Our house is pretty new compared to most here, built in 1950, I am pretty sure it was originally heated with a gravity furnace (probably gas, there is still old,old,old cast iron pipes going to our current furnace) , all the hot air registers are pretty much central, all on inside walls, while the returns are on the outside walls. About 25 years ago a high efficiency gas furnace was installed, but the heat still flows from the registers, even after the furnace has shut off. There is an original fireplace (in the basement of all places, pretty sure it is an early heatform) An insert was installed in 1991, and we have been trying to heat with the insert (rather unsucessfully I might add) for the last two years. I sometimes wonder why the fireplace was built in the basement, which was just two wide open rooms until about 15 years ago.

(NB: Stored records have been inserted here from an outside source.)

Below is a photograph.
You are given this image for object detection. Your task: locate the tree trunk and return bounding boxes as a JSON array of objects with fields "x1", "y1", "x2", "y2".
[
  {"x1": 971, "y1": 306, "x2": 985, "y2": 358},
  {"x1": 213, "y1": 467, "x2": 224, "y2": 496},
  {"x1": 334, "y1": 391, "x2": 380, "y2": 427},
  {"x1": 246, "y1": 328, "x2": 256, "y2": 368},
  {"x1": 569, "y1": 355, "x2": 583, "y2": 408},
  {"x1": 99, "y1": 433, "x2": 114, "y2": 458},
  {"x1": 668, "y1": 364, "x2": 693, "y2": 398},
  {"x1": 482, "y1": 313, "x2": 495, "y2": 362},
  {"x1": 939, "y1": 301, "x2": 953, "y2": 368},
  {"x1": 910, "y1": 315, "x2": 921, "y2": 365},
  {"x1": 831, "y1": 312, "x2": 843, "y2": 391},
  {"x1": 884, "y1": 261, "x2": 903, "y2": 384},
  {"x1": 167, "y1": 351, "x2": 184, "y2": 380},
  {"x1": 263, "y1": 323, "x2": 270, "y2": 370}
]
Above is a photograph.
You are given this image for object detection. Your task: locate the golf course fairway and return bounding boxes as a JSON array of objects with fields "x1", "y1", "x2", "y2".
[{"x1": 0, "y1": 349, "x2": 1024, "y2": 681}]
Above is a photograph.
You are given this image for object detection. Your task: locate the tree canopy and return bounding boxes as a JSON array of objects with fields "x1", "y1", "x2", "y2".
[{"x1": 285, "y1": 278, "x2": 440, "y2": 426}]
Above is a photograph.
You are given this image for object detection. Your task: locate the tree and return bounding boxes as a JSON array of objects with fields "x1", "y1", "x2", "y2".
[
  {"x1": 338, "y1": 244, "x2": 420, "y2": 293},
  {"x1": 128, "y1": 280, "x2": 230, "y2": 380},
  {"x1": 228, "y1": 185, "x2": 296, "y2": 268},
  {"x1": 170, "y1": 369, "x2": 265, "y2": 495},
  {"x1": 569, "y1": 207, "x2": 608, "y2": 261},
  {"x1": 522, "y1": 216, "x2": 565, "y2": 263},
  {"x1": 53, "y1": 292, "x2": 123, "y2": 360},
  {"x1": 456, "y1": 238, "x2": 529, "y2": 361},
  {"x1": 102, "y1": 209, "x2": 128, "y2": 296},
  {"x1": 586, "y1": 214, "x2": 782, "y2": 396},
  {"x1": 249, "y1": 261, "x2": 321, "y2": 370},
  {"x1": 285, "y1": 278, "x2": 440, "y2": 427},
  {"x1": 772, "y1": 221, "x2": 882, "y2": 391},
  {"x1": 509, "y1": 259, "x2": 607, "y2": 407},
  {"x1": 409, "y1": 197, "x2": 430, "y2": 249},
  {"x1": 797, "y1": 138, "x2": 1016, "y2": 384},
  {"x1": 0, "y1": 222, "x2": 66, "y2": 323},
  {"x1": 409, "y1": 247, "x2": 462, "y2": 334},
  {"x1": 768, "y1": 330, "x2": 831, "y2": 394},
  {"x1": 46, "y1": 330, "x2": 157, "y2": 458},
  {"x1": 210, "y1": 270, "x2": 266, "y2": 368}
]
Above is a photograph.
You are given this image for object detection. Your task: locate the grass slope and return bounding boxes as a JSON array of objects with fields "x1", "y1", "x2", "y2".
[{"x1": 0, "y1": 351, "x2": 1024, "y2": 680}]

The stairs to the basement came in originally through the unheated garage, and at some point a stairwell was built to connect the basement to the upstairs.
 
Our house is pretty new compared to most here, built in 1950, I am pretty sure it was originally heated with a gravity furnace (probably gas, there is still old,old,old cast iron pipes going to our current furnace) , all the hot air registers are pretty much central, all on inside walls, while the returns are on the outside walls. About 25 years ago a high efficiency gas furnace was installed, but the heat still flows from the registers, even after the furnace has shut off. There is an original fireplace (in the basement of all places, pretty sure it is an early heatform) An insert was installed in 1991, and we have been trying to heat with the insert (rather unsucessfully I might add) for the last two years. I sometimes wonder why the fireplace was built in the basement, which was just two wide open rooms until about 15 years ago. The stairs to the basement came in originally through the unheated garage, and at some point a stairwell was built to connect the basement to the upstairs.

My grandparents house had a basement fireplace and one above in the livingroom. I don't know if it was designed that way or he added it-my mom said they lived in the basement for a while while the house was finished. I assumed that was the reason for it, since I never saw it used (it was in his workshop part of the basement-he was a carpenter). He built the house around 1966.
 
[Hearth.com] The heating of old houses

Here is a picture my wife took a while back in black and white. Unfortunately, years ago the fancy woodwork that surrounded the windows was removed. Also inside most of the woodwork was removed, but luckily we still have the original doors. The roof at one time had build in gutters, which over time deteriorated and were removed. I would give anything to see what our house looked like in its glory days, but I have yet to find any pictures of it. I also don't know the exact date it was built, due to a fire that had destroyed records years ago. I do know our barn was built in 1880, which is hand painted above the 2 doors.
 
Nice! My 85 year old uncle lives in a house built around 1740, which his grandfather purchased in 1840. The 1740 portion of the house fits the description of yours, with one room on each floor, and a fireplace that takes up almost the entire rear wall of the house. I don't know the width, but it makes mine look absolutely miniscule, and it's much larger than the 8 footer at my aunt's farm pictured above. The house was expanded in the early 1800's, and the new portion contains four more fireplaces, sized for heating (not cooking). It was my childhood dream to someday own that house... then I got married to a woman who has different ideas.

Our houses reflect the transition of wood to coal for domestic heating. Our Summer House was the original dwelling on the farm and was set up for heating and cooking with wood. As the family prospered, in the early 1810s they built the main house out of brick (an expensive undertaking) and built it to use coal. We are situated less than a mile from a then newly built canal that connected to the coal region in PA, so this was a forward thinking idea. The rooms each have a small fireplace for a coal fire. They did hedge by putting a large wood burning hearth in either end of the basement in case coal was ever in short supply.